Rest assured, the small margin hit for upgraded shipping for these periodic delays is money well spent. Data proved time and again at Amazon that the benefits of continual customer loyalty outweigh the added cost. What matters to the customer is transparency and that you keep your promises.

Incidentally, this is a perfect example to illustrate the importance to have many carrier shipping options available at each FC location. The more options available, the greater the chance for cost-saving arbitrage plays, but also the greater the chance that you can find an upgraded method to meet a promise that won't be too much of a financial hit. We talk about adding and managing multiple carriers in this play.

Gotchas

Marketplaces + Merchants

If your business is a marketplace model with many merchants, the plays discussed above differ slightly.

Think of each merchant as an extra step which adds its own time to the projected promise. The key is to manage an up-to-date database of merchant performance and include the measurements in the data model. Maybe Merchant ABC is reliably fast and always packs and ships an order under 24 hours, whereas Merchant XYZ is unreliable. In a situation like this, adding an extra day to a promise for a SKU sold by Merchant ABC is a confident way to manage a promise. With Merchant XYZ, however, the inability to reliably fulfill an order quickly means the merchant is either penalized with a longer estimated delivery date, or not included at all in a projected promise.
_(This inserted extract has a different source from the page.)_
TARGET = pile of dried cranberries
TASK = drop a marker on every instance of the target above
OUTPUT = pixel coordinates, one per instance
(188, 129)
The key is to manage the merchants in a dataset were performance on every order can be continuously updated.

What to do without data

Since the entirety of this approach hinges on sophisticated modeling using solid data producing confident estimations, not having good data or any data at all will break the play.

In this scenario, the answer is straightforward: Prioritize collecting the data first, then gradually architect in a delivery promise concept.

What matters is continual performance data on an order-by-order basis, including:

  • SKU information
  • FC process information
  • Carrier information
  • Merchant information (if a marketplace)

For the average ecommerce retailer, roughly 6 months of data is enough to produce a model that will produce the necessary results.

Policy-driven fulfillment

Ecommerce fulfillment is ultimately a collection of policies. For streamlining delivery promises, the policy that matters most is setting an upper bound.

Be sure to decide as a company the right upper bound. It could be 3 days, 5 days, 15 days—whatever. But it should be static, and it should drive all processes. 

How Shipium Helps

There are three key moments discussed in this article where sophisticated data science and complex logic make the magic happen.

The first is the delivery promise data modeling on the PDP and cart checkout workflows. Shipium's platform manages this process for you and makes the job as simple as an API call.

The second is the "fulfillment plan" logic across a set of multiple nodes (FCs, Carriers, SKUs, Boxes). Shipium's platform performs that duty for you.

The third is selecting the best carrier method at then end of the fulfillment process. The real-time factors which go into that decision are complicated to manage. Shipium's platform makes that decision as simple as an API call as well.